Tangential Projection Technique

  • Position adjustments for parotid gland and duct visualization.
    • Central Ray: Perpendicular to the IR, targeting the lateral surface of the mandibular ramus.
    • Suitable body positions: Supine and prone, depending on patient comfort and required visualization.

Lateral Projection

  • Demonstrates parotid gland and ducts with adjustments made to prevent overlap.
  • Central Ray: Directed to a point superior to the mandibular angle for optimal image quality.

Axial Projection

  • Used for the sublingual gland visualization through direct position and CR adjustments.
  • Highlights important anatomical aspects and detail for diagnostic purposes.

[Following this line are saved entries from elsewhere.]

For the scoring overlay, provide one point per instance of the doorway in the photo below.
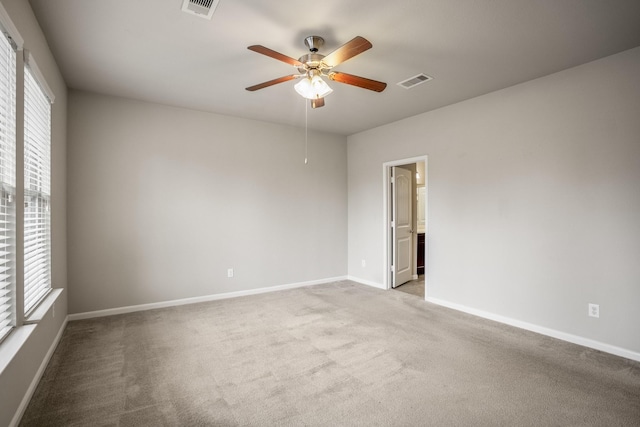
(394, 238)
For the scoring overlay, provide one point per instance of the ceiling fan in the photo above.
(313, 66)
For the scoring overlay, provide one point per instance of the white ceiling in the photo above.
(151, 50)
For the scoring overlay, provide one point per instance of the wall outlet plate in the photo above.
(594, 310)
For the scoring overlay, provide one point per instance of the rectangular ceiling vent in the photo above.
(415, 81)
(201, 8)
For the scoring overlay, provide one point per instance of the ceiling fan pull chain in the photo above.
(306, 130)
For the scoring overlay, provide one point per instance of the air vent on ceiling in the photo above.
(201, 8)
(415, 81)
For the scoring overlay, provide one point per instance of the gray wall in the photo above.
(164, 200)
(16, 378)
(533, 200)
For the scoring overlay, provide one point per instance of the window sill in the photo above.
(12, 344)
(43, 308)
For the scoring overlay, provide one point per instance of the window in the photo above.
(7, 184)
(37, 191)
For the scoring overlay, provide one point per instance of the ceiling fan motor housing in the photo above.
(311, 61)
(314, 43)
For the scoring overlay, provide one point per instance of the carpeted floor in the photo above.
(334, 354)
(414, 287)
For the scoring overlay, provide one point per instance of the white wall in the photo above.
(163, 200)
(25, 363)
(533, 200)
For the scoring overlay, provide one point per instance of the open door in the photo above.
(401, 226)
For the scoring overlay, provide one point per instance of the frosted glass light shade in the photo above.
(313, 88)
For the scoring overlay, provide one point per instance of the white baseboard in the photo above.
(205, 298)
(366, 282)
(574, 339)
(36, 379)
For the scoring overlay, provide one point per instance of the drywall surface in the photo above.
(25, 360)
(533, 200)
(163, 201)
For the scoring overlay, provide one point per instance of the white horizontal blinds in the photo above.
(37, 192)
(7, 185)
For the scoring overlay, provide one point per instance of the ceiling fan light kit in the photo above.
(312, 87)
(313, 66)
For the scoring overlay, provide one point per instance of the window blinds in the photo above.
(7, 185)
(37, 191)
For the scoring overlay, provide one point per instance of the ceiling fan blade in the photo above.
(362, 82)
(346, 51)
(317, 103)
(273, 82)
(275, 55)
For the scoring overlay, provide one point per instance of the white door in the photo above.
(401, 226)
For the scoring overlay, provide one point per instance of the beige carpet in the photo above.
(414, 287)
(334, 354)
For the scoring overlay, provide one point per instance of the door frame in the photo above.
(387, 250)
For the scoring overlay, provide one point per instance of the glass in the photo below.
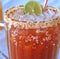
(30, 39)
(0, 11)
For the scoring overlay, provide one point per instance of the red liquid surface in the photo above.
(34, 43)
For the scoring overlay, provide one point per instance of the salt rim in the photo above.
(53, 20)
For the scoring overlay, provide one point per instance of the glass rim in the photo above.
(50, 23)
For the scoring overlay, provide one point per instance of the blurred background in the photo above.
(6, 4)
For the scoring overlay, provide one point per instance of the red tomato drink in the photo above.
(34, 40)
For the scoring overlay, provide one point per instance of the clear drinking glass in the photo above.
(32, 37)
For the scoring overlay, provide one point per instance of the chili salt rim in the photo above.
(30, 24)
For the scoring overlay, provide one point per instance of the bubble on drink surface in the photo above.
(45, 16)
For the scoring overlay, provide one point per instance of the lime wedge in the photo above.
(33, 7)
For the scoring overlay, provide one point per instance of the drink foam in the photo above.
(48, 18)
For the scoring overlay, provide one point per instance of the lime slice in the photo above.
(33, 7)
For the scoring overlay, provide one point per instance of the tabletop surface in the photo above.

Radiographic Examination of the Pharynx and Larynx

  • Conducted through various respiratory maneuvers to evaluate vocal chord function.
  • Procedures include Quiet Inspiration, Normal Expiratory Phonation, and Valsalva maneuver for thorough imagery.

General Notes on Patient Preparation

  • Diet considerations, pre- and post-procedure instructions, and avoiding certain medication (e.g., laxatives, which can affect imaging) are key to accuracy in results.